Anthony L. Schlaff, director of the Master in Public Health Program at Tufts University School of Medicine, claims: “If traffic lights were invented today, the Republican Party would be against them.” He continues:
After all, aren’t traffic lights a perfect symbol for government imposition on individual freedom? The government takes our money to build and maintain them, and then uses them to tell us when we can stop and when we can go. But anyone who drives in a city knows how necessary traffic lights are.
Schlaff explains how this “thought experiment” applies to Republicans’ objection to the individual mandate in the new health-care law:
Freedom is about rights, choices, and opportunities. As with traffic lights, [government action] can enhance freedom, and we need to be thoughtful, not reflexive, in how we view what we ask of government.
Schlaff asks:
How many of us want the freedom to face medical bankruptcy, or the freedom to be denied coverage (and care) because of a preexisting condition? And how many of us see dying, due to lack of insurance, from a treatable or curable disease as an acceptable cost of individual liberty?
As with traffic lights, there is a trade-off; we cannot get something for nothing. The only way to have a system that guarantees necessary care for those in need – to give us the freedom to live our lives without that fear – is to make sure everyone is included in the system.
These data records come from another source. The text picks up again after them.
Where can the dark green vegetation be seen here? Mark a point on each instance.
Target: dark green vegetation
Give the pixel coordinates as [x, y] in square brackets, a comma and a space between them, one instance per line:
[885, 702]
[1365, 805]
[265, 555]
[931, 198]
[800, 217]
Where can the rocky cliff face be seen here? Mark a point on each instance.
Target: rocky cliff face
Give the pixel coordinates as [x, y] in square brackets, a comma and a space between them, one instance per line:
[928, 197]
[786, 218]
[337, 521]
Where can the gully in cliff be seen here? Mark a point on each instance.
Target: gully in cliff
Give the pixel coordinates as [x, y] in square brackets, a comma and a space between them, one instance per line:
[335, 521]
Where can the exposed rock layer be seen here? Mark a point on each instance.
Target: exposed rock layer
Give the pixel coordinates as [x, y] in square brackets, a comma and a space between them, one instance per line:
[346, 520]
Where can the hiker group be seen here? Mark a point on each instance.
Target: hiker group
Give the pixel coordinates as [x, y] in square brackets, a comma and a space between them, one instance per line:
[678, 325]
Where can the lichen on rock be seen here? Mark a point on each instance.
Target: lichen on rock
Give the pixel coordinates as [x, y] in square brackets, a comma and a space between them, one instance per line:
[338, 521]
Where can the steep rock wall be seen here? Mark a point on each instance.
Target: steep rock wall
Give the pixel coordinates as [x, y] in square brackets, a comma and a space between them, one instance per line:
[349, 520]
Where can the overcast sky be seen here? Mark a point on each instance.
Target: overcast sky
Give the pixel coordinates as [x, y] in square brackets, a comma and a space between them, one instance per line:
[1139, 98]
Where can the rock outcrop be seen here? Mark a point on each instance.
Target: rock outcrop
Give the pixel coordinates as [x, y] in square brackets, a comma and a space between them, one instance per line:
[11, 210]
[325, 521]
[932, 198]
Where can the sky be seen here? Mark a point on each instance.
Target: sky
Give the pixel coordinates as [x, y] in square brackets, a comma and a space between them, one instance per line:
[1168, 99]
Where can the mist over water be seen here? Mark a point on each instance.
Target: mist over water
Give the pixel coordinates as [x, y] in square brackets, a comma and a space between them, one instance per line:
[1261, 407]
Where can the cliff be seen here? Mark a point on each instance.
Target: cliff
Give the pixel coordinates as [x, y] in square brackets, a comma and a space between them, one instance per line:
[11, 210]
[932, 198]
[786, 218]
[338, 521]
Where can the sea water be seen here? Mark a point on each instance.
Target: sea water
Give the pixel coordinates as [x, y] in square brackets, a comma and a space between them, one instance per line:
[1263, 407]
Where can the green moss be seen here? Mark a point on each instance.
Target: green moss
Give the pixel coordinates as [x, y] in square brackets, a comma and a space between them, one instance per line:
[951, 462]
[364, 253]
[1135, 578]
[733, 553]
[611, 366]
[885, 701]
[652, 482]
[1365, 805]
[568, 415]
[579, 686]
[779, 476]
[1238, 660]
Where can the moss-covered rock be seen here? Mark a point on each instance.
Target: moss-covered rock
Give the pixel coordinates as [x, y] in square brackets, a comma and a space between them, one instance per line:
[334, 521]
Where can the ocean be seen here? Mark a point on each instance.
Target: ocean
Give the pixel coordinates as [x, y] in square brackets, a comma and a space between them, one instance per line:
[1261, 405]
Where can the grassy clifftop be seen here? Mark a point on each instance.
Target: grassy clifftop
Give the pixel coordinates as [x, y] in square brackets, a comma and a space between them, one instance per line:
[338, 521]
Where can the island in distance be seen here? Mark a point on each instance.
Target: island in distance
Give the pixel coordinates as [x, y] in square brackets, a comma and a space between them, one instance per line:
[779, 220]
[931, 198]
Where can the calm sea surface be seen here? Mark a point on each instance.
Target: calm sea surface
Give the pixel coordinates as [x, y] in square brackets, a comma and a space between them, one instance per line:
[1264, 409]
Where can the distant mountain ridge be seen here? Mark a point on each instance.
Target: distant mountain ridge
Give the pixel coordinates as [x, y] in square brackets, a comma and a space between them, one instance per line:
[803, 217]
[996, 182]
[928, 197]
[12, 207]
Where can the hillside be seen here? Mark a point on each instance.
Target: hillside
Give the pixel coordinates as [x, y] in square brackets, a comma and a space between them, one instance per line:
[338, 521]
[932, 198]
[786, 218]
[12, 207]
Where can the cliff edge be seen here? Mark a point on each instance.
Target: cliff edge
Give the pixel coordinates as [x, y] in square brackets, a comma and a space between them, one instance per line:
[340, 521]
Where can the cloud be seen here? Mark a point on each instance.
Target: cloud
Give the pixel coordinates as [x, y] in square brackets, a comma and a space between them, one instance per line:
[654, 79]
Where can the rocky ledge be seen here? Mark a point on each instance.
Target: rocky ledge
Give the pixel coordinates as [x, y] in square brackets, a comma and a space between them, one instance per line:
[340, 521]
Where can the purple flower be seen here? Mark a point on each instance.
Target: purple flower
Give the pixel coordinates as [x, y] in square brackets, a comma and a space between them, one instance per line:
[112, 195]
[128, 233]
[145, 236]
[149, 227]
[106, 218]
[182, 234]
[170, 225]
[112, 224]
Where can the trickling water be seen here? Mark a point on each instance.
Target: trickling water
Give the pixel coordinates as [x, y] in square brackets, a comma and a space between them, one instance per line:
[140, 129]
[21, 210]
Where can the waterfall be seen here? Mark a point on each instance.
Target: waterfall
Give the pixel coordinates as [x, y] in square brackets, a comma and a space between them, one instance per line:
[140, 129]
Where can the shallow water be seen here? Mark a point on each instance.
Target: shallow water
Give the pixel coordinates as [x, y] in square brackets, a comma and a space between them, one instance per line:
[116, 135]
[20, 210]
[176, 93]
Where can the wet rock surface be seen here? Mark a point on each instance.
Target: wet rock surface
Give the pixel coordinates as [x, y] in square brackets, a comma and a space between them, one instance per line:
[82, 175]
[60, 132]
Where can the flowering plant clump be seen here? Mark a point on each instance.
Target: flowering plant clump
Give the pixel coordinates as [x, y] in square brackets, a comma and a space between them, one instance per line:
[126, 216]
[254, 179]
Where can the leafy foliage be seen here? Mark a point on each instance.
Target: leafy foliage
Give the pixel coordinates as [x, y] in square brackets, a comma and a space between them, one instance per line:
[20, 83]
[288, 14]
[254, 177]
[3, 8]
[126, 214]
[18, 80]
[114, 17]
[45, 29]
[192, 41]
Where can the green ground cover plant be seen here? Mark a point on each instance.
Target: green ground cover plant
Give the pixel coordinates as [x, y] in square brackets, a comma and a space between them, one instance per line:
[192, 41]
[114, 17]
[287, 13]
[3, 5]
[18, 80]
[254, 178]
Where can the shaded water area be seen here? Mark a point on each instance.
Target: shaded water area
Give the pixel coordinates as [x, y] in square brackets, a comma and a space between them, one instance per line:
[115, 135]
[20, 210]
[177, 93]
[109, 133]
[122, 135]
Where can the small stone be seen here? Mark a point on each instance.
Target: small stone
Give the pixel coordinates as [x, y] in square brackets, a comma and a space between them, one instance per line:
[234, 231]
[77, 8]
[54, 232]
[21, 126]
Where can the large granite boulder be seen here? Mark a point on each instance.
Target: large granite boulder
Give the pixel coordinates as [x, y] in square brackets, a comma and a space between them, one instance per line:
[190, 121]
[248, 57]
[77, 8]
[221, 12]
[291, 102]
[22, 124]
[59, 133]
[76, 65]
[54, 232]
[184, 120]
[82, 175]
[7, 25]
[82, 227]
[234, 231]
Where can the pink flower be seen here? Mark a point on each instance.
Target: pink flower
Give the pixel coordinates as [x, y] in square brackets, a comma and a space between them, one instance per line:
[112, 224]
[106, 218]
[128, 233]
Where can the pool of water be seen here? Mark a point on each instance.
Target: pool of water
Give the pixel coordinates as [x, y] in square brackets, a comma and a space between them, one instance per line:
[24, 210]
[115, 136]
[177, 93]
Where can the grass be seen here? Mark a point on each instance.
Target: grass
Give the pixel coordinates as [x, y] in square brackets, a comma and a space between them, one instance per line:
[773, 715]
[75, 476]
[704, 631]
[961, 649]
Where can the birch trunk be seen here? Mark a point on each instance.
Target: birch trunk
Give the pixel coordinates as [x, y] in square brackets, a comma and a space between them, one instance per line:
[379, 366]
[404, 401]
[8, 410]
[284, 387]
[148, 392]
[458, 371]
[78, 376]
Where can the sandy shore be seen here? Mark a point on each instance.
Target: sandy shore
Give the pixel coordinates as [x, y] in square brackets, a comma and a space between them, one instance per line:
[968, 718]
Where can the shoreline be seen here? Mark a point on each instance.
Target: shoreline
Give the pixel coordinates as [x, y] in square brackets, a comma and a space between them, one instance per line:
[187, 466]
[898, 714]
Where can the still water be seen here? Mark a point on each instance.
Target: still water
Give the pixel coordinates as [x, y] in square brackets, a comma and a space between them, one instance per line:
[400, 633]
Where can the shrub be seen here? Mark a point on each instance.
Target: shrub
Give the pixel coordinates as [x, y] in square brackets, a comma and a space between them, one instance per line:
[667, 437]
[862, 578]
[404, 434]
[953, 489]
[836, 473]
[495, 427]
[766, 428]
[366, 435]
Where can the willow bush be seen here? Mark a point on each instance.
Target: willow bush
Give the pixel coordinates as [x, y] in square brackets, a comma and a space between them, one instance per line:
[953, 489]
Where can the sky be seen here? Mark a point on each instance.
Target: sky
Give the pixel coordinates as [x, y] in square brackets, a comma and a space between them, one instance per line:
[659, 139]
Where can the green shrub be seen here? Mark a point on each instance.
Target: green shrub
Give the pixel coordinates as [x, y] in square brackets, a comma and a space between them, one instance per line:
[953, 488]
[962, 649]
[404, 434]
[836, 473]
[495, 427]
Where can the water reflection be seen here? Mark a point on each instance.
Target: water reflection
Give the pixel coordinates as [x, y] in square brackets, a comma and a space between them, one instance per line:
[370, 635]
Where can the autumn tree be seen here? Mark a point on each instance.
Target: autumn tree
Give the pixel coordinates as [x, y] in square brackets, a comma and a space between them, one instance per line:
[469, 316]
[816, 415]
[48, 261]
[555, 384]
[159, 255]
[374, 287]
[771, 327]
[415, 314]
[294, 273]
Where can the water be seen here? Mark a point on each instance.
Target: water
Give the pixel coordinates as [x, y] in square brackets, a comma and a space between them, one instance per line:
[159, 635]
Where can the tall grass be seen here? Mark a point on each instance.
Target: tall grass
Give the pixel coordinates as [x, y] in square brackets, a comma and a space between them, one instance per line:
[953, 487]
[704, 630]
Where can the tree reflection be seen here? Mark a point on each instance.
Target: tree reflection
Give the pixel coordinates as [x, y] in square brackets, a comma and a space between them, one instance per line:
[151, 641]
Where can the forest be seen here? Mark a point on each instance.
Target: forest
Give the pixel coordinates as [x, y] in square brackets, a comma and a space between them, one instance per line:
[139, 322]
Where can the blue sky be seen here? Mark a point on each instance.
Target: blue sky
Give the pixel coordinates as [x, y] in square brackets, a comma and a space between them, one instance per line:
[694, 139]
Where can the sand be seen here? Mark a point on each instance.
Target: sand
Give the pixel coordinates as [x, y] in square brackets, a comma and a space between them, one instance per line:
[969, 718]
He argues: “We need to take back the meaning of freedom from those who cheapen it with simplistic bromides.”
According to the simplified notion of personal responsibility, people should take it upon themselves to get educated, keep their water clean, and properly dispose of household waste. It sounds good in theory, but would you live in a town that had no schools, and no water or sewer treatment, but gave every household the “freedom” to manage these concerns on their own? Probably not.
Schlaff concludes:
Thankfully, citizens across America have the freedom – through government – to manage these problems collectively. A century ago, that is what they did, and we are all the freer for having school, water, and sewer systems run by our cities and towns.
Anthony L. Schlaff, MD, MPH, is director of the Master in Public Health Program at Tufts University School of Medicine. The views expressed here are his own.